Let's do the math, shall we?
The Sachem school board informed me earlier this week that there are approximately 300 kids living in our district that currently go to private schools. Now, under a voucher-based system like the ones championed by our new Secretary of Education Betsy DeVos, people electing to send their kids to private schools would be able to steer their contribution to the tax base toward the private school of their choice, and not to Sachem.
Vouchers rarely cover the total costs of private schools, and they may not represent the entirety of the private school-goer's contribution to the tax base. But let's try to get a handle on the magnitude of the issue, shall we?
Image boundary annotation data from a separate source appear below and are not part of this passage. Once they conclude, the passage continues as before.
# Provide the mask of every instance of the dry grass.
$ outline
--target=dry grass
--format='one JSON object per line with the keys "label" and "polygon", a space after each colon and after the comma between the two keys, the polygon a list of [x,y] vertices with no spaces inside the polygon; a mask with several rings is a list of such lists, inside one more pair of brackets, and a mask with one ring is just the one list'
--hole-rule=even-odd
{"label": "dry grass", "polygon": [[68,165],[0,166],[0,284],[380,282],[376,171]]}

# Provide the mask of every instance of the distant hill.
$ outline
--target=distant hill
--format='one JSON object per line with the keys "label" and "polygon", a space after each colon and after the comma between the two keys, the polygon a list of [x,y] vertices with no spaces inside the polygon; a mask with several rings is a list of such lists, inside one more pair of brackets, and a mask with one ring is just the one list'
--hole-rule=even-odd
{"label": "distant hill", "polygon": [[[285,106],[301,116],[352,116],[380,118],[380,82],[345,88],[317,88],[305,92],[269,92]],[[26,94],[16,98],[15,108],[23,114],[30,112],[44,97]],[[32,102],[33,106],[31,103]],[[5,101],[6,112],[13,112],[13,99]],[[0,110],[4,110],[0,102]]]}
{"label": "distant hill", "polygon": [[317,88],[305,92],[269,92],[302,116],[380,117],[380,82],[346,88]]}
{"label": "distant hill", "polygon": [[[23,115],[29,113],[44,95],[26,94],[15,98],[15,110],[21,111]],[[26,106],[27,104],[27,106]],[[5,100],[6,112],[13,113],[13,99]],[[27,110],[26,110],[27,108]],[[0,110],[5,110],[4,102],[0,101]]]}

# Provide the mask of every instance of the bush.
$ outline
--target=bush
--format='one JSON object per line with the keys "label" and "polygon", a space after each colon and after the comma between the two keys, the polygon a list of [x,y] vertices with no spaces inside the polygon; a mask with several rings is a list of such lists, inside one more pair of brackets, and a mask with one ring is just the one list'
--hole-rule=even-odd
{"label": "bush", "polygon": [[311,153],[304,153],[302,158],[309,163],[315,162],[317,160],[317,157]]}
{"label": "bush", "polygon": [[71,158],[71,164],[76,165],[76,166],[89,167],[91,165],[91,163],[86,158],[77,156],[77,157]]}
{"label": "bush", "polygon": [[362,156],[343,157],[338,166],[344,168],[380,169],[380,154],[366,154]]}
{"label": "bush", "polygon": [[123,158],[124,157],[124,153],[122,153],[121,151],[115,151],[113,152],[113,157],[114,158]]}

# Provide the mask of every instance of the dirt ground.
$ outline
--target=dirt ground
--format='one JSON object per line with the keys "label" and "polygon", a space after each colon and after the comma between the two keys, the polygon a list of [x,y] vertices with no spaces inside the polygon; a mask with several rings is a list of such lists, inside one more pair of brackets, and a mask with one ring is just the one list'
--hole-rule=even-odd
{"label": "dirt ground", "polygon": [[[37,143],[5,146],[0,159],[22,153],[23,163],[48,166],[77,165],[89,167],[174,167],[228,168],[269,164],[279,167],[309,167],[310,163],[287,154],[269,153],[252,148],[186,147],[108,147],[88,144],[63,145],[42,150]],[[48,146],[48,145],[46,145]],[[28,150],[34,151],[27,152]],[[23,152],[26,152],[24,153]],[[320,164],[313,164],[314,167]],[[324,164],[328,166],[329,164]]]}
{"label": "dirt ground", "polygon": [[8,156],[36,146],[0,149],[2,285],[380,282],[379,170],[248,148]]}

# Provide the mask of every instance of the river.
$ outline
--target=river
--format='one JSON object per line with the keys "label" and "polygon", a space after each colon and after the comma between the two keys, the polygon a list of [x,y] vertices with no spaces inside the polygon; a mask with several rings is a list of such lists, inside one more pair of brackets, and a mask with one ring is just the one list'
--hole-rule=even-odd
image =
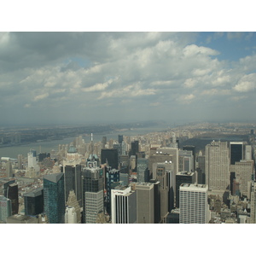
{"label": "river", "polygon": [[[134,130],[125,130],[121,131],[114,131],[113,133],[108,134],[94,134],[93,135],[93,141],[95,143],[101,142],[102,140],[102,137],[106,136],[107,140],[113,139],[118,140],[118,135],[124,135],[124,136],[136,136],[136,135],[143,135],[153,131],[161,131],[167,129],[167,125],[157,125],[153,127],[147,127],[147,128],[137,128]],[[47,152],[49,153],[52,149],[58,151],[59,144],[69,144],[70,143],[73,142],[75,137],[66,137],[62,140],[53,140],[49,142],[40,142],[40,143],[33,143],[25,145],[19,145],[19,146],[11,146],[11,147],[4,147],[0,148],[0,157],[10,157],[14,159],[17,159],[18,154],[23,154],[26,156],[27,153],[30,149],[35,149],[37,154],[41,152]],[[85,143],[89,143],[90,142],[90,135],[86,137],[83,137],[84,139]]]}

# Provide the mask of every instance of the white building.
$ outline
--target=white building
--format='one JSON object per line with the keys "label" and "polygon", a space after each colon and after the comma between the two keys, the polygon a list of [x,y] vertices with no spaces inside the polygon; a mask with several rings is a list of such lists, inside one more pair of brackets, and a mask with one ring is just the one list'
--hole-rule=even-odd
{"label": "white building", "polygon": [[212,141],[206,146],[206,183],[211,194],[224,193],[229,189],[230,154],[227,142]]}
{"label": "white building", "polygon": [[112,189],[111,215],[113,224],[137,223],[137,191],[131,187]]}
{"label": "white building", "polygon": [[207,185],[183,183],[179,189],[179,223],[207,224],[210,220]]}
{"label": "white building", "polygon": [[65,224],[77,224],[76,209],[73,207],[67,207],[65,213]]}

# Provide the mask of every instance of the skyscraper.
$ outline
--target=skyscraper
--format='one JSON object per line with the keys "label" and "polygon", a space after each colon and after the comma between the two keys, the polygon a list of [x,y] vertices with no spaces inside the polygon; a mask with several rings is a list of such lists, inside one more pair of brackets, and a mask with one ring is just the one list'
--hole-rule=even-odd
{"label": "skyscraper", "polygon": [[135,183],[137,191],[137,219],[138,224],[154,224],[154,184]]}
{"label": "skyscraper", "polygon": [[243,159],[243,143],[230,143],[230,165]]}
{"label": "skyscraper", "polygon": [[183,183],[179,193],[179,223],[207,224],[209,222],[207,186]]}
{"label": "skyscraper", "polygon": [[230,189],[230,157],[227,142],[212,141],[206,146],[206,183],[209,194]]}
{"label": "skyscraper", "polygon": [[179,194],[180,194],[180,185],[182,183],[195,183],[195,172],[179,172],[176,174],[176,207],[179,207]]}
{"label": "skyscraper", "polygon": [[137,223],[137,191],[131,187],[119,187],[111,190],[113,224]]}
{"label": "skyscraper", "polygon": [[137,160],[137,181],[148,183],[149,181],[148,160],[138,158]]}
{"label": "skyscraper", "polygon": [[113,148],[102,149],[102,164],[108,163],[113,169],[119,168],[118,150]]}
{"label": "skyscraper", "polygon": [[65,223],[64,174],[54,173],[44,177],[44,213],[50,224]]}
{"label": "skyscraper", "polygon": [[24,194],[25,215],[38,215],[44,212],[44,189],[39,188]]}
{"label": "skyscraper", "polygon": [[6,223],[6,218],[11,215],[11,201],[3,195],[0,195],[0,221]]}
{"label": "skyscraper", "polygon": [[83,223],[96,223],[97,214],[104,209],[102,175],[98,167],[83,169]]}

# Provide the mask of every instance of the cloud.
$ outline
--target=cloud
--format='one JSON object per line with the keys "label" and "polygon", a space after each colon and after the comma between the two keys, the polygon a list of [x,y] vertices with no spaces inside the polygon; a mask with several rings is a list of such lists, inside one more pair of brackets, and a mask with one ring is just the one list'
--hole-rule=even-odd
{"label": "cloud", "polygon": [[49,96],[49,93],[41,94],[38,96],[36,96],[33,99],[34,102],[41,101],[43,99],[45,99]]}
{"label": "cloud", "polygon": [[254,90],[256,87],[256,73],[244,75],[235,85],[234,90],[238,92]]}

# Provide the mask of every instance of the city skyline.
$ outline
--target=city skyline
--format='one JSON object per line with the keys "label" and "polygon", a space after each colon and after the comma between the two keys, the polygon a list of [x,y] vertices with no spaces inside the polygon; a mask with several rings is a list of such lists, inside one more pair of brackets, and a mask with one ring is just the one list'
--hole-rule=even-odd
{"label": "city skyline", "polygon": [[255,121],[255,32],[1,32],[8,125]]}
Sachem spends over $21,000 per pupil. (Citation) To make the math easy, and to be conservative with our assumption, let's call it $10,000 per pupil that could be steered away from the district. 300 kids X $10,000 per kid = $3,000,000.
That's right. Just counting the kids whose parents pay incremental money above their tax contribution to send them to private schools, the district could lose millions. That's before anyone who currently has kids in Sachem might decide to pull their kids out and send them to private school.
About that... It's reasonable to assume that if parents can use $10,000 of tax money to defray the cost of private schools, they will elect to do so. How many more kids will end up in private schools and how much more money could the district lose as a result? Is it reasonable to assume another 300 kids might end up doing just that? If so, then you're looking at $6 million.
This is no drop in the bucket. Recall a couple years back when, due to a snafu in state law, Sachem missed out on a PILOT payment of around $1MM. That contributed significantly to a panicked situation where programs were taken off the table. This scenario has the potential to impact the schools a lot more significantly.
What if a voucher program took away significantly more than $10K per pupil? What if it more closely mirrored the district's spending on a per pupil basis? Double the amount and then some. Now we're looking at a shortfall in funding that numbers in the tens of millions of dollars.
I don't wish to be alarmist, but it makes sense to start thinking about this now. What choices could we make in the coming years that would help conserve cash? Does it make sense to start looking at options to close more schools in the district, so we have a path toward coping with this situation, should it come to pass?
If you're reading this and thinking "It can't happen here," you might be right. But you also might be wrong. Here's a story from today's Newsday. (Usual caveats about their paywall, along with the hope you're a Cablevision subscriber...) While these charter schools might not be eroding public school tax revenue today, could that happen under a DeVos-led charge toward vouchers? Perhaps so.
Again, this post is loaded with assumptions. Lots can happen in the next few years. In recent weeks, we've even seen Congress bring up the notion of abolishing the Department of Education entirely. From an education standpoint, every day is Anything Can Happen Day.
But I'd feel really stupid if a voucher system snuck up on us and we weren't prepared for it. Be thinking about what you're willing to sacrifice.